Opinion : Homa Hoodfar

Celle dont Trudeau ne prononce pas le nom

Conférence de presse. Justin Trudeau et Stéphane Dion, premier ministre et ministre des Affaires étrangères, sont outrés.

M. Trudeau, poing sur la table, dit d’un ton ferme : « Le Canada a déjà perdu une vie dans cette prison de Téhéran. C’est assez ! » M. Dion renchérit : « Oui, on ne peut se permettre de laisser la professeure Homa Hoodfar une semaine de plus. Nous travaillons activement pour qu’elle revienne au bercail. » Je me réveille. Je rêvais. Et c’est la réalité qui est un cauchemar.

Homa, professeure émérite de l’Université Concordia, a maintenant passé plus de 100 jours en isolement à la prison d’Evin de Téhéran et non, il n’y a pas eu de conférence de presse et je n’ai pas entendu son nom prononcé par mon premier ministre.

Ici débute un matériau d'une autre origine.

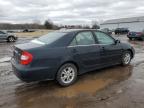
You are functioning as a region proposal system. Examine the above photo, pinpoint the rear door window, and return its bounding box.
[71,32,95,46]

Pourtant, l’heure est grave. Homa est malade. Déjà, début août, elle a dû être hospitalisée. Déjà, elle avait peine à parler et à marcher, ses difficultés possiblement aggravées par la myasthénie dont elle est affligée. Et on peut imaginer les conditions de la prison d’Evin : on les dit des plus brutales.

Pour aller de mal en pis, le juge qui préside son cas est allé à l’encontre de la Constitution et du droit de l’Iran en renvoyant l’avocat de Homa et en nommant lui-même son remplaçant, déterminé à la voir condamnée pour son féminisme.

Le crime de Homa est d’avoir voulu améliorer la vie des femmes.

En tant qu’anthropologue, Homa a voyagé pendant 40 ans pour étudier le rôle des femmes dans les sociétés musulmanes. Elle a critiqué certains anthropologues occidentaux pour leur façon orientaliste de voir les femmes du soi-disant tiers-monde et leur perpétuation des stéréotypes à leur sujet.

En menant ses recherches avec un respect et une générosité extraordinaires envers les femmes d’Iran, d’Égypte et du Pakistan, entre autres, Homa a entendu leurs voix et contribué à décoloniser l’anthropologie, à déconstruire les mythes au sujet des femmes musulmanes, voilées ou non, et à documenter l’émergence de perspectives axées sur les femmes qui remettent en question les visions conventionnelles sur le genre.

Homa a écrit plusieurs livres et des dizaines d’articles-clés dans sa discipline. Ses écrits sont reconnus internationalement, mais ses étudiants l’aiment à cause de son dévouement et de sa générosité à leur égard. Des milliers de Québécois ont eu Homa comme professeure et des dizaines l’ont eue comme directrice de thèse et ont pu apprécier cette femme de cœur. 

Ses élèves enseignent maintenant partout sur la planète en continuant à transmettre cet intérêt pour l’équité, cette façon ouverte de voir les genres et la sexualité (comme dans les plus récents écrits de Homa) et cette façon de s’intéresser au sort des femmes, de toutes les femmes, même les plus pauvres, les plus opprimées, les plus marginalisées, les plus oubliées par nous, ici, au Canada.

UN MOUVEMENT MONDIAL

Si des signes concrets de la préoccupation de notre gouvernement canadien manquent aujourd’hui, nous, les collègues de Homa, nous joignons à ses étudiants et à des universitaires de multiples pays pour continuer notre campagne visant à faire libérer Homa. Amnistie internationale, PEN International, Québec solidaire, le Parti vert, des dizaines d’associations féministes ou d'enseignement au pays et dans le monde ont signé des pétitions.

Nos collègues irlandais ont déjà fait une démonstration, vêtus de leur toge, devant l’ambassade d’Iran à Dublin. Et hier, 22 ex-rapporteurs spéciaux de l’ONU ont déposé une demande aux représentants de l’Iran à l’ONU pour que soit respectées les lois iraniennes et les ententes internationales dont l’Iran est signataire. Entre autres celle concernant les « objectifs de développement durable » de l’ONU (par exemple, l’objectif 5 est de « Parvenir à l’égalité des sexes et autonomiser toutes les femmes et les filles »).

Homa est un atout inestimable pour l’Université Concordia, le Québec et le Canada. Elle est une des nôtres et doit rentrer au pays. Nous planifions des actions un peu partout autour de nous et invitons tous ceux qui ont à cœur la liberté académique à se joindre à nous pour œuvrer à la libération immédiate et inconditionnelle de Homa.